While the latest coronavirus is the biggest current threat to the financial markets, investors should avoid making rash decisions based on its rise in provinces of China and parts of the United States, according to DeVere Group CEO and founder, Nigel Green.

The new coronavirus, dubbed novel coronavirus (2019-nCoV), has claimed 81 lives and infected almost 3 000 people. Of all the cases, 44 were detected outside China.

During the course of Monday, the European Stoxx 600 fell by some 2%, as did London's FTSE 100; while Germany’s Dax dropped 2.5%. 

The slump followed a what had been a similar decline in Asia overnight.

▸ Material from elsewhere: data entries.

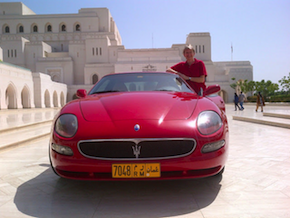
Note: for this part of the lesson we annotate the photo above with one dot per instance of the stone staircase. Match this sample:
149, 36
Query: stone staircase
267, 118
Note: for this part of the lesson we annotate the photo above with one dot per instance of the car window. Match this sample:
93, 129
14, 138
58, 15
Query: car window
132, 82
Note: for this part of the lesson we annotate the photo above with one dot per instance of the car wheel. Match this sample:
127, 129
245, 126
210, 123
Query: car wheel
220, 172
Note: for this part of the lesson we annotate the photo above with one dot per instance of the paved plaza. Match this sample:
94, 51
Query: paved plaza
255, 184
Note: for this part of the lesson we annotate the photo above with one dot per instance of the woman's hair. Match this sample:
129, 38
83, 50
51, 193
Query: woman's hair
189, 46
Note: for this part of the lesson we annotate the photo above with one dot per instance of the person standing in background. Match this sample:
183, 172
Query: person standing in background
192, 70
242, 98
236, 101
260, 102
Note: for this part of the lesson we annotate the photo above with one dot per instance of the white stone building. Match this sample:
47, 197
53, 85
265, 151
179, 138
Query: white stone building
79, 49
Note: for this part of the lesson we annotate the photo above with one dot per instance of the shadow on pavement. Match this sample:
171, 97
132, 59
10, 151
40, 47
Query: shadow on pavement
49, 196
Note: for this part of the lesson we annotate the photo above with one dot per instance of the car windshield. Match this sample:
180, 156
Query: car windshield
132, 82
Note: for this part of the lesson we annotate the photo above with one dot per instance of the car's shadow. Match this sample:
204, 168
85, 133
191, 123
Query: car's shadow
49, 196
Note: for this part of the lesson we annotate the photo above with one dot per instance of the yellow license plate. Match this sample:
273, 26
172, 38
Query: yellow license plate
136, 170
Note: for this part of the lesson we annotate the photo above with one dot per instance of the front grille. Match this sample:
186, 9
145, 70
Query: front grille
126, 149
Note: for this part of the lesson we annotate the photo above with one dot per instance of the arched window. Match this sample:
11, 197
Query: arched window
21, 29
95, 78
63, 28
7, 29
49, 29
78, 27
35, 29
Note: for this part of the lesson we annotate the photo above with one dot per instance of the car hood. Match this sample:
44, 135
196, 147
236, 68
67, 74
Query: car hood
138, 106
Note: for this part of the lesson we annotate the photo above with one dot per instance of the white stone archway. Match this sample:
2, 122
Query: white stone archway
55, 99
10, 97
47, 99
62, 99
25, 97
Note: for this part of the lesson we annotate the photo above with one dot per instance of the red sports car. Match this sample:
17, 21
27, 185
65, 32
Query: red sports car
144, 125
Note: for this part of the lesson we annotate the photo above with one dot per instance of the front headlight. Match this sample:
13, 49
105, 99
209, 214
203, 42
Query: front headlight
208, 122
66, 125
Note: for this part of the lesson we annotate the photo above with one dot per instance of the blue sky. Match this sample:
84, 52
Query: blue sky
259, 30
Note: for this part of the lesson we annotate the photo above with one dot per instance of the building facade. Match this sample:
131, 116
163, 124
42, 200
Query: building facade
79, 49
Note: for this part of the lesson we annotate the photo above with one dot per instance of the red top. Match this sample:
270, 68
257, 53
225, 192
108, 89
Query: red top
195, 70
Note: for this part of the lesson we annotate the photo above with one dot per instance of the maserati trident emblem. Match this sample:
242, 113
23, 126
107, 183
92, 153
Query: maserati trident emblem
136, 127
136, 150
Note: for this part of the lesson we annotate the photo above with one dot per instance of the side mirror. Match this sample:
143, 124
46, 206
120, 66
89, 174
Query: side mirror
81, 93
212, 89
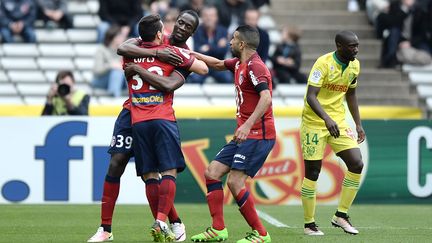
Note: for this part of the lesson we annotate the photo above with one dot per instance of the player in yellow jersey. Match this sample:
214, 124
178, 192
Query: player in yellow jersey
332, 78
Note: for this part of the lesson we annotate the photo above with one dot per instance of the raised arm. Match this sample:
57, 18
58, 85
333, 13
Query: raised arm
130, 48
212, 62
351, 99
162, 83
311, 98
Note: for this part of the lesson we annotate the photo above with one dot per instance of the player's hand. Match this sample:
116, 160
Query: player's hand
332, 127
241, 133
130, 69
361, 135
169, 56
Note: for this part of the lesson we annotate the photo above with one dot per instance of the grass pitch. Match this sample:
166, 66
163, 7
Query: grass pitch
76, 223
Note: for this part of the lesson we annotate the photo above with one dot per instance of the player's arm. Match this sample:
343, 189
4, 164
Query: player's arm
312, 100
199, 67
162, 83
130, 48
212, 62
351, 99
262, 106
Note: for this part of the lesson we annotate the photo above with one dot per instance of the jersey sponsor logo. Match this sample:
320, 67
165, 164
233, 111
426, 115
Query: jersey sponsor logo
316, 76
147, 98
335, 87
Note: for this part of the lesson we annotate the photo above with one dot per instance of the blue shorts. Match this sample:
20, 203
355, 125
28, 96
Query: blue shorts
121, 141
248, 156
157, 147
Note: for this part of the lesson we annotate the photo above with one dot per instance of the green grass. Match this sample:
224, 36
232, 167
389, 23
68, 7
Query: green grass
76, 223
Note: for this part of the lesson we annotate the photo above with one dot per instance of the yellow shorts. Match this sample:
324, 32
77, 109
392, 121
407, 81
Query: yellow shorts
313, 141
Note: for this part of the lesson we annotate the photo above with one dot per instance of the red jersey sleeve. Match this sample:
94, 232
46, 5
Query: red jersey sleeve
258, 73
187, 58
230, 63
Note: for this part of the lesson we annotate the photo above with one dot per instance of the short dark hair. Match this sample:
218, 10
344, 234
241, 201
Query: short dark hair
63, 74
194, 14
111, 33
249, 35
149, 26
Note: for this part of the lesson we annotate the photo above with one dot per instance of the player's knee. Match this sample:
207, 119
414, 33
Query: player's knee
356, 166
312, 173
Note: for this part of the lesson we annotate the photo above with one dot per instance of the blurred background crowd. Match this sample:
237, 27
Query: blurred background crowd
404, 28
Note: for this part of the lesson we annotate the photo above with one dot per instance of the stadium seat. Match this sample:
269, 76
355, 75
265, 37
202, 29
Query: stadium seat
223, 101
420, 77
424, 91
188, 90
47, 63
56, 50
87, 76
292, 90
93, 6
191, 101
33, 89
112, 101
84, 63
25, 76
415, 68
219, 90
294, 101
3, 77
14, 63
8, 89
11, 100
51, 36
51, 75
35, 100
84, 21
85, 50
20, 50
77, 7
79, 35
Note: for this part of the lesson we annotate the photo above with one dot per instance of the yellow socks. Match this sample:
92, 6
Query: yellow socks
308, 195
350, 187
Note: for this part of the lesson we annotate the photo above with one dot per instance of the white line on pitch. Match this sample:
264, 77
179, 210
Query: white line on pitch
271, 220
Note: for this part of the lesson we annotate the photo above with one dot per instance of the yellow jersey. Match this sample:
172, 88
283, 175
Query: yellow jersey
334, 78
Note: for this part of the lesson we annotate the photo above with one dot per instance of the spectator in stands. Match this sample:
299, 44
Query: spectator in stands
404, 22
54, 12
211, 39
231, 12
196, 5
64, 99
17, 18
287, 57
124, 13
108, 69
169, 20
252, 16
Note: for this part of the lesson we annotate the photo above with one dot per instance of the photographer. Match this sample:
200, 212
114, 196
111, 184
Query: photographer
64, 99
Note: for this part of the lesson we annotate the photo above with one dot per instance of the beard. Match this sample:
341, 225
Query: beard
235, 53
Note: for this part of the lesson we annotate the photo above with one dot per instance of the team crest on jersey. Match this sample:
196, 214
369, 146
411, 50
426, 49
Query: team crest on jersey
316, 76
241, 78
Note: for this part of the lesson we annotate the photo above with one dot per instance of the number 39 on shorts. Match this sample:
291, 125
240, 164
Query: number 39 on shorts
121, 141
312, 138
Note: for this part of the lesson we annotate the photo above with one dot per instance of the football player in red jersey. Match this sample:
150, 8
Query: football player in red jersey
253, 139
121, 149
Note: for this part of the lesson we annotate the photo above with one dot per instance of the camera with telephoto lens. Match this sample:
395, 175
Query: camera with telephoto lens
63, 90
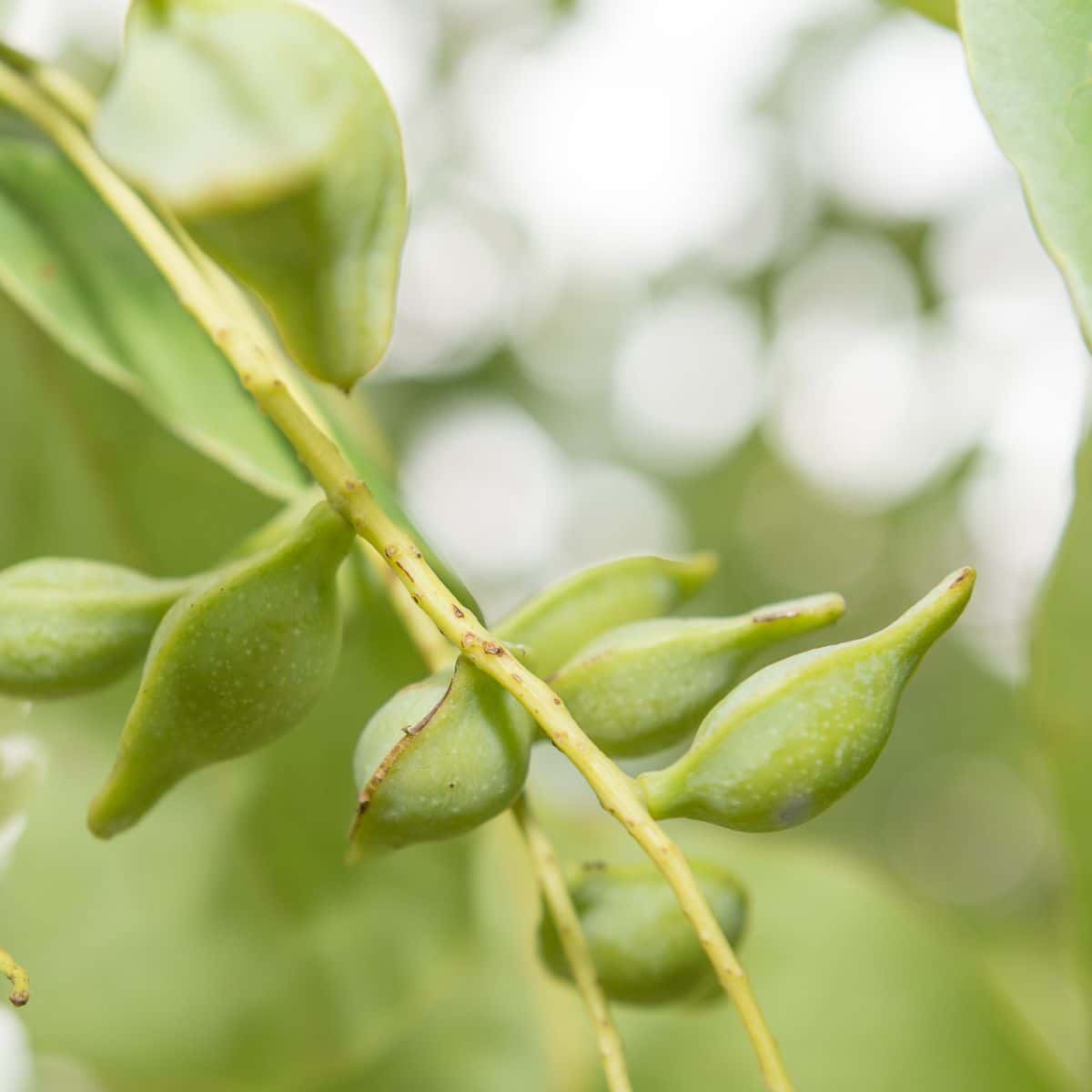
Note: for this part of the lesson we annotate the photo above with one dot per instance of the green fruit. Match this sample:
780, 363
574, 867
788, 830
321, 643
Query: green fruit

On Monday morning, the Shanghai Composite had fallen 2.7%, the Hong Kong Hang Seng had lost 1.1%, and Japan’s Nikkei had dropped 2%.

Green said whilst the health crisis would hit some sectors, including travel and retail, most investors who have a properly diversified portfolio should avoid knee-jerk reactions as these issues tended to have a short-term impact on markets.

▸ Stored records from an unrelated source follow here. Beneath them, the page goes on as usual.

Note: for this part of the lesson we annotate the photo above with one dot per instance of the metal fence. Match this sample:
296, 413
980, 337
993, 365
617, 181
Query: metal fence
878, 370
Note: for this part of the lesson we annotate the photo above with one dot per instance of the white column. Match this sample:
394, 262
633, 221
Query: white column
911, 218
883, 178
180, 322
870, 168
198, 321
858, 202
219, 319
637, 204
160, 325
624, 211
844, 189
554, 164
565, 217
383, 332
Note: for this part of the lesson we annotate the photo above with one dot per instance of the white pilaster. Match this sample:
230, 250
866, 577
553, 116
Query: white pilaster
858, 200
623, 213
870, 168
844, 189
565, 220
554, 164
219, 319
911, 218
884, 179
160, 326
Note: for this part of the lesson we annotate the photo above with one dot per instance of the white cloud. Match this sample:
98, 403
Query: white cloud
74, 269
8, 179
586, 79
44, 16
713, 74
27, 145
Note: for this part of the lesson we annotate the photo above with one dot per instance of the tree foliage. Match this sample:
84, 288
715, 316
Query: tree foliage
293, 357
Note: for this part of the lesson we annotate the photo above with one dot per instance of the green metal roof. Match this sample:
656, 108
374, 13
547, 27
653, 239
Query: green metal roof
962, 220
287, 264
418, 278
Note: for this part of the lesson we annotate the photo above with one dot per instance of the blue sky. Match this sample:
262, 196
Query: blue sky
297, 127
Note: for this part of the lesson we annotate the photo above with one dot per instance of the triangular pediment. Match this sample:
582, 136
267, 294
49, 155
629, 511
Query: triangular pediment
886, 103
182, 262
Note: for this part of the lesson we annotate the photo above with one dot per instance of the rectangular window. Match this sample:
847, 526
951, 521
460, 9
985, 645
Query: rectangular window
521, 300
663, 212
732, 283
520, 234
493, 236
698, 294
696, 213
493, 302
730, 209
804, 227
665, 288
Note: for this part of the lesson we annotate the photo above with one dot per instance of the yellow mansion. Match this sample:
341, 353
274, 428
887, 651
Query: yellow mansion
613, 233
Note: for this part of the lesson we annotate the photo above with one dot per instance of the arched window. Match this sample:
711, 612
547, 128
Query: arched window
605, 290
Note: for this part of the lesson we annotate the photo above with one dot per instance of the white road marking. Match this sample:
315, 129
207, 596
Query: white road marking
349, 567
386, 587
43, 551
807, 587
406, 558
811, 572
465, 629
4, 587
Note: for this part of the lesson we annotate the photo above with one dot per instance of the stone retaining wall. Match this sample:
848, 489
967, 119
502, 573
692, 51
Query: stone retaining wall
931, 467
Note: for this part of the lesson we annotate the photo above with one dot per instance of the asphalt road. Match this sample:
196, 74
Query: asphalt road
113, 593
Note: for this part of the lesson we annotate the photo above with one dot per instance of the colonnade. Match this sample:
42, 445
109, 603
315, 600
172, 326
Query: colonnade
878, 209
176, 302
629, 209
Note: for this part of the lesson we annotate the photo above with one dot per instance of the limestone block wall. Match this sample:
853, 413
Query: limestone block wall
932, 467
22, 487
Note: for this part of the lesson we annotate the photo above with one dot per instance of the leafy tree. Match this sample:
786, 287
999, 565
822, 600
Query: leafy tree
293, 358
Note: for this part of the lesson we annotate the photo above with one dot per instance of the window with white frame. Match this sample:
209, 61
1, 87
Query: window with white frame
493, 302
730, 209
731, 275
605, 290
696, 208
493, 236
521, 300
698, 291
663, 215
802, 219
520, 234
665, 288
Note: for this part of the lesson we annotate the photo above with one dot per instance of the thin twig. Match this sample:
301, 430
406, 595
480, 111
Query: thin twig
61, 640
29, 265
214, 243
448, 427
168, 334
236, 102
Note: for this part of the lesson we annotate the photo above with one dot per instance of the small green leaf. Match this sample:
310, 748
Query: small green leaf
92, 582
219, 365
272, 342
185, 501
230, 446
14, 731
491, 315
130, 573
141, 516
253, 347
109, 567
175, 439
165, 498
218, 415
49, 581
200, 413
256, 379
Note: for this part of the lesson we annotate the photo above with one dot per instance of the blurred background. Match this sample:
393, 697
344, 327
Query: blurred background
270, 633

"The coronavirus is the number one threat to financial markets currently as global investors are becoming jittery on the uncertainty," said Green.

Green said investors should monitor the situation with their financial adviser and consider a "defensive approach" if the following week gives much higher casualty rates.

"However, the cost and effort of making such a switch means you do not do it lightly, and more evidence is needed that the virus does pose a medium to long term risk to China and the global economy," Green said.

Green said the crisis should serve as a wake-up call to all investors to ensure their portfolio is well-diversified across asset classes, regions, sectors and currencies.

In a snap note on Monday, TreasuryONE said markets started the new trading week on a risk-off footing, as the virus continued to unnerve investors, sparking a flight to safehaven assets. 

"Wall Street closed lower on Friday with the S&P down 0.90%, the Nasdaq down 0.93% and the Dow down 0.58%. Chinese markets are closed for the Lunar New Year holidays today but the Nikkei is down 1.86% this morning and US futures are trading lower," TreasuryONE said.

Gold - which reached a two-week high on Monday - was trading up, TreasuryONE noted, but platinum and palladium were lower, and oil fell to $59.30, with metal prices like iron ore trading weaker as markets assessed the impact of the virus on the Chinese and global economies. 

Thailand's stock market tumbled on the prospect of economic turbulence after China banned outbound group tours to fight the spread of the novel coronavirus that’s sickened thousands of people, Bloomberg reported earlier in the day. 

The SET index slid 2.9% on Monday, the most since 2016, the agency reported, with tourism shares among those bearing the brunt of the drop. The baht weakened in line with emerging-market currencies on concern about the fallout from the virus.

There had been 8 cases confirmed in Thailand.